Figure 5. Phospholipase C (PLC) inhibitor and transient receptor potential canonical (TRPC) channel blocker inhibited fasiglifam-induced insulin secretion.

(a) Batches containing 10 rat islets in each were incubated for 1 hour to evoke insulin secretion at 2.8 or 16.7 mM glucose. Addition of fasiglifam (10 μM) potentiated insulin secretion at 16.7 mM glucose.
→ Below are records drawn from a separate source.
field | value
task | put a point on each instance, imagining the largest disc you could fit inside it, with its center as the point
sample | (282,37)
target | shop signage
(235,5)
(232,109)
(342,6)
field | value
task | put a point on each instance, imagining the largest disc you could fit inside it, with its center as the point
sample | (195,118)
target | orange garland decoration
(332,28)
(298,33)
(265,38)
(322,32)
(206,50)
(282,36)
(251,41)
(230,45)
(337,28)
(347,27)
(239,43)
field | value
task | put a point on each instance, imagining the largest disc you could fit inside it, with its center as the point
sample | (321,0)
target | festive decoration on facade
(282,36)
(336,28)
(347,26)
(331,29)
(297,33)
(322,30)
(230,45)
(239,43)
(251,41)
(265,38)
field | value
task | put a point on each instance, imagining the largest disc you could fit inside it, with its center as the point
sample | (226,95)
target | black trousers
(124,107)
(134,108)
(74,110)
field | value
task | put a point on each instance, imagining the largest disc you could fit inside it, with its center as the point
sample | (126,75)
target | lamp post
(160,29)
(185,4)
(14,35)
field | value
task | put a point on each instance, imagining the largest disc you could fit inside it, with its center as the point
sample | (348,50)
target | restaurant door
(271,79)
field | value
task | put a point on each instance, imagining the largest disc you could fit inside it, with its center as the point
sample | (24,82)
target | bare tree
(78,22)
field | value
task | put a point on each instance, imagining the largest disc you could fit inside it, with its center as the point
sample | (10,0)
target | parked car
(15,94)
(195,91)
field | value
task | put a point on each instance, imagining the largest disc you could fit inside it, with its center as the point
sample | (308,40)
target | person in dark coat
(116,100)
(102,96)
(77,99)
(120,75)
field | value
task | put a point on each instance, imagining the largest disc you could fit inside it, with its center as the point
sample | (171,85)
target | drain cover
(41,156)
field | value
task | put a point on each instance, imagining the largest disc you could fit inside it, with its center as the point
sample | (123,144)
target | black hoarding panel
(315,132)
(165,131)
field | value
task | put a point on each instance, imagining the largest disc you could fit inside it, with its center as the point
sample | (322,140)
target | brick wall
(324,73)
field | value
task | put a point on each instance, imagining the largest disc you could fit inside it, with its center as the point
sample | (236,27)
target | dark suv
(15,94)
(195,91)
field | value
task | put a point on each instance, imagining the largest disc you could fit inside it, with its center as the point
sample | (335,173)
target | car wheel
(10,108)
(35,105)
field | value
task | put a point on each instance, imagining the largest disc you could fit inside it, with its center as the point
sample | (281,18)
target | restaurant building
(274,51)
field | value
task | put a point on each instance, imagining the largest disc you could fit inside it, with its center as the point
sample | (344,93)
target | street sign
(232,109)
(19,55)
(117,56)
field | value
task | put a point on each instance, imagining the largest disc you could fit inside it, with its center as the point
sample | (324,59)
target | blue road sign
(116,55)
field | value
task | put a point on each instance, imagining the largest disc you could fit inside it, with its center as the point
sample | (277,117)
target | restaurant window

The PLC inhibitor U73122 inhibited fasiglifam-induced insulin secretion at 16.7 mM glucose. U73443, a negative control for PLC inhibition, did not affect fasiglifam-mediated insulin secretion. (b) TRPC channel blocker 3,5-bis(trifluoromethyl)pyrazole derivative 2 (BTP2) and TRPC3 channel selective blocker pyrazole-3 (Pyr3) inhibited fasiglifam-induced insulin secretion at 16.7 mM glucose. The number of data points was four to 14. *P < 0.05 vs. 10 μM fasiglifam at 16.7 mM glucose; ^†P < 0.01 vs. 10 μM fasiglifam at 16.7 mM glucose ; ^#P < 0.05 vs. 16.7 mM glucose; **P < 0.05 vs. 10 μM fasiglifam at 16.7 mM glucose with 2 μM U73122 by unpaired t-test. ns; not significant between two groups.

Figure 6. The cAMP–PKA pathway was not involved in fasiglifam-evoked insulin secretion.

(a) The cAMP production induced by 5.6 mM glucose was potentiated by exendin-4 (10 nM) in isolated islets. Fasiglifam (10 μM) did not significantly affect the cAMP production induced by 5.6 mM glucose. Batches containing 10 rat islets in each were incubated for 1 hour at 5.6 mM glucose. The number of data points was three. (b) The protein kinase A (PKA) inhibitor H89 (10 μM) did not affect fasiglifam-induced insulin secretion. Batches containing 10 rat islets in each were incubated for 1 h to evoke insulin secretion at 16.7 mM glucose. The number of data points was five. *P < 0.05 vs. 5.6 mM glucose; ^†P < 0.01 vs. 16.7 mM glucose by unpaired t-test.